Review: Always a Witch


Picture this: you’re a slave from the 1600s who is about to be burned at the stake, but not before you can make a deal with a shady wizard and teleport yourself to the mysterious world of 2019. Instead of experiencing how 400 years of innovation has shaped the modern world, your main goal is to teleport back in time to reunite with your teen fling. Who happens to be a slave-owner — your slave-owner. 

At first glance, this seems like a glaringly problematic and distasteful premise to base an entire show off of, but that’s exactly what Netflix did. “Always a Witch,” “Siempre Bruja” in Spanish, is a Colombian Netflix original teen rom-com, whose second season dropped early February 2020. 

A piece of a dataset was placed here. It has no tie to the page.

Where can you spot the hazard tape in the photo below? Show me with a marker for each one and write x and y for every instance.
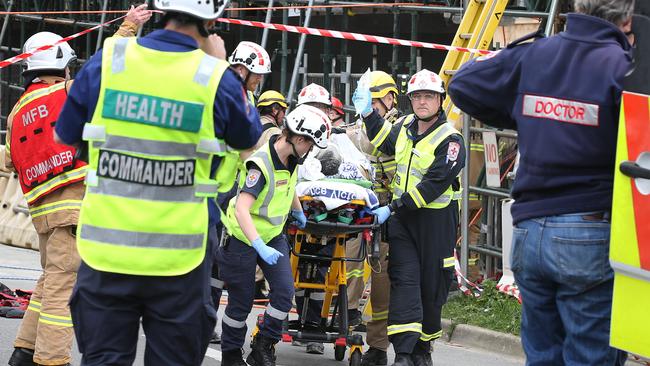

Carmen Eguiliz (played by Angely Gaviria) is the strong female black lead who is the main character of the show. After battling the first season’s many betrayals, backstabbings and spells gone wrong, Carmen has made a comfortable life for herself living with her friends in 2020, at last reunited with her (slave-owner) boyfriend. 

Watching the first season was what I could only describe as a confusing, but pleasant, fever dream. The relationship between Carmen and her master, Cristobal (played by Lenard Vanderaa) was, at first, incredibly cute. It was very hard to resist the charm of the ill-fated relationship between them that literally spanned centuries as they tried to find their way back to one another. 

However, it would be ignorant to say that there weren’t questionable white savior themes present in the story. Carmen longed for Cristobal to save her, but, considering how incredibly smart and bright Carmen is, it was confusing and a little insulting that she wished so hard to return to living in a slave world when she had an abundance of resources and an immensely better quality of life in the modern world. 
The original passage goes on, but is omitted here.